DAZ aktuell

Noch kein Beschluss zum Zweitmeinungsverfahren

BERLIN (ks). Der Gemeinsame Bundesausschuss (G-BA) hat seine für die vergangene Woche geplante Entscheidung über das sogenannte Zweitmeinungsverfahren vertagt. Grund seien Unstimmigkeiten über die Umsetzung des Verfahrens im stationären Bereich, erklärte der G-BA-Vorsitzende Dr. Rainer Hess am 19. September in Berlin. Beim Bundesverband der Pharmazeutischen Industrie (BPI) befürchtet man durch die Verzögerung eine Verschlechterung der Versorgung von Patienten mit seltenen Krankheiten.

Nach § 73d SGB V soll bei der Verordnung von Spezialpräparaten mit hohen Jahrestherapiekosten oder erheblichem Risikopotenzial eine Abstimmung des behandelnden Arztes mit einem Zweitmeinungsarzt ("Arzt für besondere Arzneimitteltherapie") erfolgen. Der G-BA hat die diesbezüglichen Einzelheiten in den Arzneimittel-Richtlinien zu bestimmen.
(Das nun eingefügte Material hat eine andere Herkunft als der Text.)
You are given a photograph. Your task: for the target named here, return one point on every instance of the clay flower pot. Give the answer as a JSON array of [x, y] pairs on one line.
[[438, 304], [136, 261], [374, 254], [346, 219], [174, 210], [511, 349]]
Doch es gibt noch einige offene Fragen zu klären, etwa wie die Arzneimittelversorgung an der Schnittstelle Krankenhaus/ambulanter Bereich vergütet werden soll und welche Qualitätsanforderungen an die Zweitmeinungsärzte zu stellen sind. Wie Hess erklärte, soll jedoch in den nächsten vier Wochen eine Einigung erzielt und das Zweitmeinungsverfahren in der Oktobersitzung des G-BA beschlossen werden. Es zeichne sich bereits eine Kompromisslösung ab, sagte Hess, ohne Details zu nennen. Dringlichkeit besteht jedenfalls: Die konkrete Umsetzung des Verfahrens muss nach den gesetzlichen Vorgaben bis spätestens 31. Dezember 2008 erfolgen.

Die stellvertretende BPI-Hauptgeschäftsführerin Prof. Dr. Barbara Sickmüller monierte, dass sich der G-BA bislang "lediglich mit technischen Fragen auseinandergesetzt und die im Stellungnahmeverfahren vorgebrachten Kritikpunkte in der Diskussion nicht berücksichtigt" habe. Deshalb befürchtet man beim BPI nun, dass Behandlungen verzögert und mit zusätzlichen bürokratischen Hürden erschwert werden. Aus Sicht des Verbandes ist das Zweitmeinungsverfahren grundsätzlich nur dann sinnvoll, wenn Alternativtherapien zur Verfügung stehen. Dies sei bei Arzneimitteln gegen seltene Erkrankungen nicht der Fall. "Es drängt sich der Verdacht auf, dass hier ein Werkzeug installiert werden soll, um Patienten den Zugang zu diesen Arzneimitteln zu erschweren. Orphan Drugs gehören nicht in das Zweitmeinungsverfahren", betonte Sickmüller.